Please stay positive....know we all love you.....we are all here whenever you want or need us to be.
In your silence, I wish you nothing but Peace. Later.
dian
I've been waiting for you to post! Your story of beating ovarian cancer so long ago has embedded itself in my memory (no small feat)and I've been anxious to find out what's going on with you. First, it's wonderful news that they've put you on the fast track with top doctors. You deserve the best!
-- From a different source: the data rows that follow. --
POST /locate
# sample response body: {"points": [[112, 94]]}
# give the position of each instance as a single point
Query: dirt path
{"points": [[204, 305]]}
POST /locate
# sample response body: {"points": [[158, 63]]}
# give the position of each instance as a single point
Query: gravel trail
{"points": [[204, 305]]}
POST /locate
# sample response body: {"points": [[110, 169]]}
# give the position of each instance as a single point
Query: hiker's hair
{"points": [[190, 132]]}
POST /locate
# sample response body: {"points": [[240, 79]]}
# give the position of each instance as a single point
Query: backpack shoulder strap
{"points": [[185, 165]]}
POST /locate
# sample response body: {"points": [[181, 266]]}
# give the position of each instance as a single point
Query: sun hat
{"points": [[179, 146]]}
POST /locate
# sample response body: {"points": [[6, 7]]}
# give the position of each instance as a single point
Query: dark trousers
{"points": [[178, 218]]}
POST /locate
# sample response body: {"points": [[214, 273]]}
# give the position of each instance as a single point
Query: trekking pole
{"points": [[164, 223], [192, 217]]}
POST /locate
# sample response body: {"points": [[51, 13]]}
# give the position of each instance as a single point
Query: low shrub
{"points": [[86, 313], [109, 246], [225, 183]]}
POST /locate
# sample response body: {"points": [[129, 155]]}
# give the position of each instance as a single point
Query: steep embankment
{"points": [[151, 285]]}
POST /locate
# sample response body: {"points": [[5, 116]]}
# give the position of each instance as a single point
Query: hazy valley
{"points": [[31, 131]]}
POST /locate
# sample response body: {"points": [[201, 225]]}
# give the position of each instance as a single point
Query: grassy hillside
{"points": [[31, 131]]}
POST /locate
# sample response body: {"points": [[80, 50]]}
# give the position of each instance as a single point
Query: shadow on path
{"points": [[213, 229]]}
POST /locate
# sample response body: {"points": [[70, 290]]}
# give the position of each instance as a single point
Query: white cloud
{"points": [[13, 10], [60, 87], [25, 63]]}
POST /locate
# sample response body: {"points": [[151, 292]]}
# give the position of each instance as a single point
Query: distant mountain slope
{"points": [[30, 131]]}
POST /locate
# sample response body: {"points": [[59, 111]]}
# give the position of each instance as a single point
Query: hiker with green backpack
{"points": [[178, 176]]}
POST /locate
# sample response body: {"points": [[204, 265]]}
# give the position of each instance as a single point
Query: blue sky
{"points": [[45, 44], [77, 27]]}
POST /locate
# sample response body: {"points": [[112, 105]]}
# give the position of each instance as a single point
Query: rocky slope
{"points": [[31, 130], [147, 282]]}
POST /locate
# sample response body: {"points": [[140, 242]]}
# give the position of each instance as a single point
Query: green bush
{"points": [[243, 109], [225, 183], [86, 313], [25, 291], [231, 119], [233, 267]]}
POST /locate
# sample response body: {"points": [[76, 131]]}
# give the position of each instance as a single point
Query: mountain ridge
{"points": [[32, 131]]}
ARe you wrong to believe it's benign? Tellme, if you're wrong - we're ALL wrong. How can you not hope for that? You're a strong woman with hopes and fears like everyone. I'm rooting for it to be benign for you, also. I've read SO MANY stories about cancer survivors. Doctors have to fear the worst when they see a mass,
especially if you've had cancer. BUT it doesn't mean that you still aren't susceptible to all of those big, stupid, nasty, benign masses that are out there. You have been cancer free for so many years - I would think that is definitely on your side. Yes, the chance is there for it to be malignant, but even if it is, there are new combination chemos that you never had. I would think that's on your side too, as your body should react to them quickly. I think you have SO MUCH in your favor, your strength is number one. You have been in my prayers every night. Whatever this thing is, it's gotta go! Get the darn thing out of you so life can move on. No matter what it turns out to be, my friend, I think you're going to live to be 90.
Robin
I feel that you have to be optimistic no matter what. Attitude is everything-will it change what is already there, probably not, but it will help you thru the tough times easier and with the healing process. The fact that it has not produced any ascites(fluid) around the mass is a good sign. It usually means that it has not been there very long. We will all be here to listen and cheer you on along the way.